The Sandra Bullock Files is a series that looks at the films of Oscar-winning actress Sandra Bullock, all the way from her debut in 1987, to her two major 2018 releases, Ocean’s Eight and Bird Box.
Practical Magic is a film that has two tremendous qualities — Sandra and Nicole Kidman, as sisters. When this project was first announced in 1997, it sounded like a sure thing. How in the world could anyone screw up a movie with these two dynamic actresses playing witches? Well, you have Akiva Goldsman (Batman & Robin) co-write the script, and you give Griffin Dunne, a better actor than filmmaker, the directing reigns. While the film has its fans, Practical Magic is mostly a waste of concept and talent. It’s not a terrible movie, not near Sandra’s worst, but the consistent mediocrity is what makes the film so frustrating.
On the DVD audio commentary, the producer and director both say that their favorite scene is the “Midnight Margarita” scene that takes place halfway through the film, but this scene highlights everything that is wrong with Practical Magic: nobody knows what it’s supposed to be. It starts whimsical, with a delightful prologue, leading to some cheesy but fine scenes in the first fifteen minutes. But then the movie takes an abrupt turn when Sally (Sandra) goes to save her sister Gillian (Kidman) from her sordid lifestyle and accidentally kills one of her lovers. This event sets off the silly conflict of the rest of the movie, but it’s ultimately treated as a device to bring Sally closer together with a private investigator (Aidan Quinn).

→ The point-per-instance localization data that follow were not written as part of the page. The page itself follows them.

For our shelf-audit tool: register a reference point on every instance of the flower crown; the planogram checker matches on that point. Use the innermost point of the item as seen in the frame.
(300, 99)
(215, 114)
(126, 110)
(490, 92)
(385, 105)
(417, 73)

There were so many places to take this movie. Imagine what a director like Guillermo Del Toro would have done with these actors and this material. The story that the producer and director apparently wanted to tell was a murder mystery, mixed in with a hokey love story that never takes off because Sandra and Quinn have little chemistry. Worst of all? There’s not much magic in Practical Magic! It’s alluded to a lot, and there are a few scenes where the two sisters, and sometimes their aunts (Stockard Channing and Dianne Wiest), perform a spell or two. But not until the very end do we get any real magic, and it’s only used to eradicate an evil spirit out of Gillian. Hocus Pocus this movie shouldn’t have necessarily been, with Sandra and Kidman hamming it up for ninety minutes, dancing and singing and riding on broomsticks. But a more specific vision, a creative point of view, could have turned this from a lackluster disappointment to a memorable late ’90s guilty pleasure.
Sandra said in a press junket for Practical Magic that one of the greatest things to happen to her in her career was the failure of Speed 2, because it meant that she could finally pursue smaller projects that she was more interested in rather than big action blockbusters. Unfortunately, in this case, a smaller project doesn’t always mean better. One of the few joys of Practical Magic is that it’s Sandra’s movie, more than it is Kidman’s, and she has the occasional funny moment. But the film just never comes to life. Practical Magic began Sandra’s mediocre period, with movies like Forces of Nature and Murder by Numbers not doing her career any favors. We certainly are still a long way from Gravity.

Best Scene: The final scene, when the family in witch hats jump off the roof of their house.
Best Line: “It was the curse, wasn’t it! He died because I loved him so much!”
Fun Facts
After bad test screening reactions, composer Michael Nyman’s score was rejected for sounding too European. It was replaced with a score by Alan Silvestri. The change was made so late that the first batch of soundtrack CDs had Nyman’s score on it.
According to Sandra in the DVD commentary, in the margarita scene, Sandra and Kidman actually did get drunk.
For the final scene, the entire population of the real town was invited to show up in costume and appear as townsfolk.
In 2010, Warner Bros. and ABC Family attempted to develop a television series based on this film. To date, it hasn’t been produced.